Not a bad way to notch your first collegiate goal.

But Rassey’s marker didn’t fuel further celebration from the Huskies in overtime Friday night, despite a two-minute power play to end the game. Instead, it culminated a wild, back-and-forth contest with the Warriors at Matthews Arena 4-4.

Northeastern never led in the contest, but fought from behind all night to tie the score at three and then again at four on Rassey’s tally – both comebacks occurring in the third period.

“It was a weird game,” NU coach Greg Cronin said. “I’m still reflecting on it. You’re thankful you came back and got a point but at the same time you’re disappointed that you didn’t capitalize in overtime on the power play.”

Both coaches praised their teams’ ability to bounce back from drastic swings in momentum. For Northeastern (1-8-3, 1-5-3 Hockey East), it was about dealing with a deficit all night and (better late than never) evening the score.

“I think (the comeback is) a sign that we’ve got some resiliency,” Cronin said. “I’ve talked about it in the past; we’ve got a tendency to sink when the momentum shifts and the game turns on a sour note. I thought that we responded twice. It was 3-1, 3-3, 4-3, 4-4.”

For Merrimack (4-7-1, 1-5-1 HE), it was about withstanding the Huskies furious rush to earn its third Hockey East point in two games.

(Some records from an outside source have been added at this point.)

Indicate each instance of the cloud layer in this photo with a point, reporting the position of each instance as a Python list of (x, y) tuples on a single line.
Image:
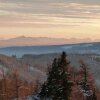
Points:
[(70, 16)]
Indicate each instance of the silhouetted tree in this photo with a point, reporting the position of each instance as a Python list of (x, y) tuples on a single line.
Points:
[(58, 84)]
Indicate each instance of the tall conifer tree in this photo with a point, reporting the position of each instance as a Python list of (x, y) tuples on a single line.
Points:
[(58, 85)]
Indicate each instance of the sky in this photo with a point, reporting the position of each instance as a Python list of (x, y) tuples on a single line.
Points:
[(50, 18)]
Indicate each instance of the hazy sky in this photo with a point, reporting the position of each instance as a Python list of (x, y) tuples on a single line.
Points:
[(50, 18)]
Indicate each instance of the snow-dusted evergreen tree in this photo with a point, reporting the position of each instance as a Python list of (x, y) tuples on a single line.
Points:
[(58, 85)]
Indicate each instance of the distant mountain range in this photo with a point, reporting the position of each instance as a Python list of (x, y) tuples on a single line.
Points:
[(80, 48), (38, 41)]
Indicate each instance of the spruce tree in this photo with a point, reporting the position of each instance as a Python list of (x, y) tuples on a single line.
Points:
[(57, 86)]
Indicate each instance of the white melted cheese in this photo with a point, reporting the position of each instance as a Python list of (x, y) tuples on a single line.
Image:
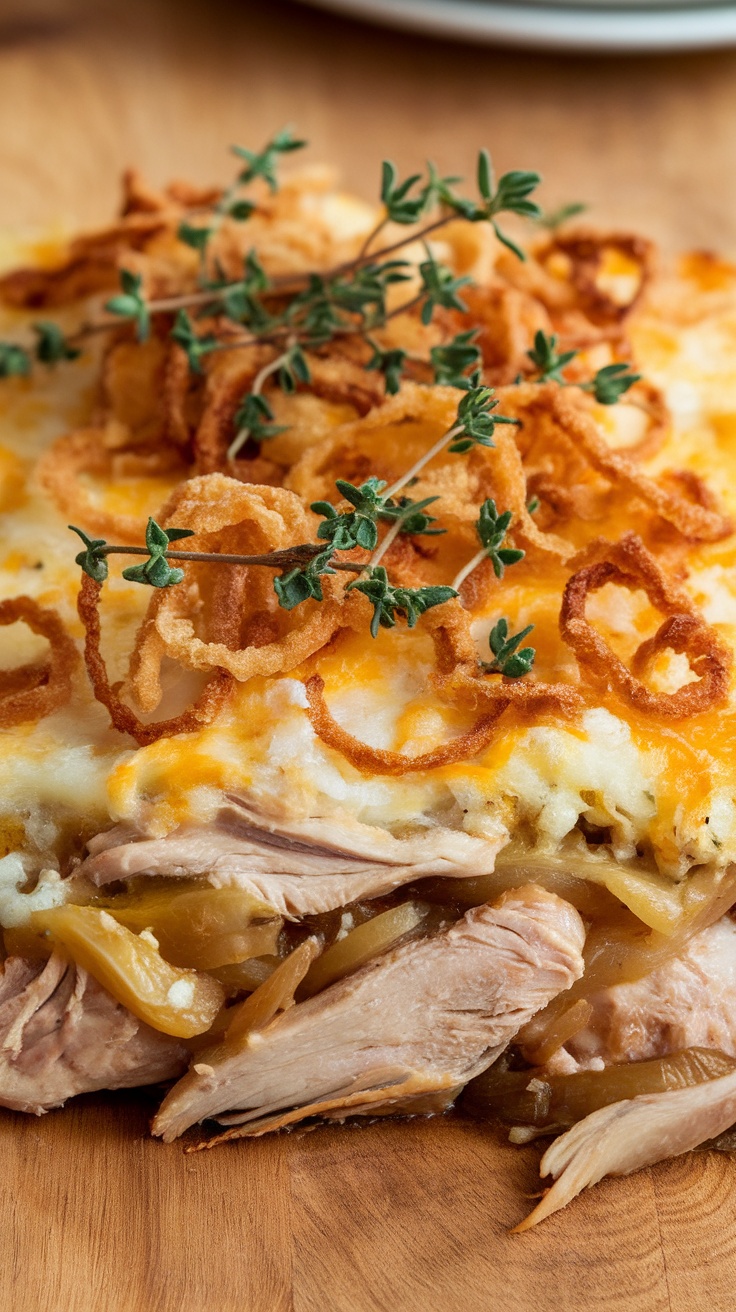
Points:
[(71, 772)]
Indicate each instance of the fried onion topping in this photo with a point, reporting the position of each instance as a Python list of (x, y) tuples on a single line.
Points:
[(34, 690), (684, 630)]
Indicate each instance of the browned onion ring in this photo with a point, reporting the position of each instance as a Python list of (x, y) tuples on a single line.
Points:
[(32, 692), (684, 630), (202, 711), (371, 760)]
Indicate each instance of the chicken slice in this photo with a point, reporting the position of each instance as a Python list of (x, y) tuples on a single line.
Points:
[(625, 1136), (688, 1003), (299, 867), (428, 1016), (61, 1033)]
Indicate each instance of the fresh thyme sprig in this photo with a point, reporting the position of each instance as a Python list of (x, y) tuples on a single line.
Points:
[(297, 314), (388, 601), (608, 385), (552, 219), (306, 564), (507, 659), (491, 529)]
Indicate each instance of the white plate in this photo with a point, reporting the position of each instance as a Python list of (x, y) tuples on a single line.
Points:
[(555, 26)]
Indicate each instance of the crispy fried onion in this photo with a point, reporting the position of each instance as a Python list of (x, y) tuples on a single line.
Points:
[(387, 440), (692, 518), (371, 760), (458, 678), (230, 375), (34, 690), (684, 630), (84, 451), (232, 517), (585, 252), (202, 711)]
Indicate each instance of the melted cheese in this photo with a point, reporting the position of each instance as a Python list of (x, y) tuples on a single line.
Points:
[(669, 789)]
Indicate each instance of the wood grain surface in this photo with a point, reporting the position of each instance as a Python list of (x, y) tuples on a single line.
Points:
[(406, 1216)]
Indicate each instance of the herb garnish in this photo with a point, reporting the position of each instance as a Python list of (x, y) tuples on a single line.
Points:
[(608, 385)]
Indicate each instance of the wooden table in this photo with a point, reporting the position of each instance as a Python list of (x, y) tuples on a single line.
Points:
[(394, 1216)]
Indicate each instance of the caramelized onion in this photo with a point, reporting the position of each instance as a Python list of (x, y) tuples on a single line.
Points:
[(274, 995), (361, 945), (176, 1001)]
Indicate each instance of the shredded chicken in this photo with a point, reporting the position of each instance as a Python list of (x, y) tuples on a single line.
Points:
[(297, 866), (629, 1135), (62, 1034), (428, 1016), (688, 1003)]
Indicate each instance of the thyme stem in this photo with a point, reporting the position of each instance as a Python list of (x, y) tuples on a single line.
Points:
[(272, 368), (390, 537), (469, 567), (424, 459), (276, 559)]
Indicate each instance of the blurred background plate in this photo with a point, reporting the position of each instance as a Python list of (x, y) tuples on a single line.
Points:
[(572, 25)]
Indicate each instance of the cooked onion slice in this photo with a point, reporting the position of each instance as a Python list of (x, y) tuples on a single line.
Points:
[(362, 943), (133, 970), (202, 928), (274, 995), (535, 1098)]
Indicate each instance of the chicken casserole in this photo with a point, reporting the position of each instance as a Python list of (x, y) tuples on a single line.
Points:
[(392, 772)]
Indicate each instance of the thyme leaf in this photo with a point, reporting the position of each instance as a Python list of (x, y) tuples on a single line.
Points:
[(264, 163), (388, 601), (507, 659)]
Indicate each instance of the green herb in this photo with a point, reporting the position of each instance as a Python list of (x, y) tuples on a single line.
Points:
[(188, 339), (492, 529), (156, 571), (356, 528), (547, 360), (438, 287), (552, 219), (91, 559), (303, 581), (507, 659), (476, 423), (402, 207), (255, 416), (608, 386), (131, 305), (15, 361), (264, 163), (509, 197), (411, 516), (610, 383), (53, 345), (388, 601), (451, 360)]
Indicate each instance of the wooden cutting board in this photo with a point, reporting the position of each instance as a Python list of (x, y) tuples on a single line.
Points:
[(406, 1216), (392, 1216)]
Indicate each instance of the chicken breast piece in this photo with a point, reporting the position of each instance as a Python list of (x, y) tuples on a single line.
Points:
[(625, 1136), (689, 1003), (299, 867), (61, 1034), (428, 1016)]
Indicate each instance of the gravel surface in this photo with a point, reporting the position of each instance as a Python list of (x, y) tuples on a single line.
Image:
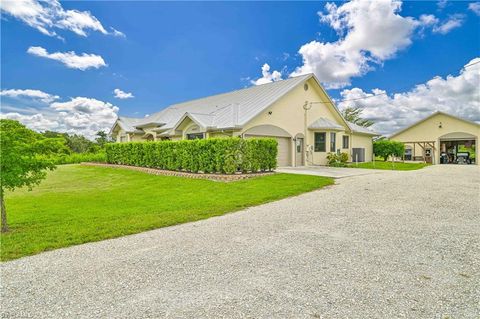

“It was good to get a point. Points are tough to come by,” coach Mark Dennehy said. “You can’t take anything away. It’s good to come into someone else’s building and get a point. I was proud of how resilient our guys were in the face of adversity. We were down to 10 forwards there and I thought it was a gut check. To come out with a point is good. It’s good for this program.”

Northeastern entered the final period in a two-goal hole, 3-1, after failing to convert on a five-minute power play late in the second period and allowing Merrimack’s third goal with just 0:05 left in the middle frame off a faceoff in their own end.

Yale Lewis pulled NU within one five minutes into the third, taking the rebound of a Jimmy Russo shot and slotting it past MC netminder Jim Healey (27 saves).

Northeastern tied the score with 10:37 left to play when a Russo blast from the point clanged off the crossbar and sat on the goal line for forward Joe Santilli to swat home.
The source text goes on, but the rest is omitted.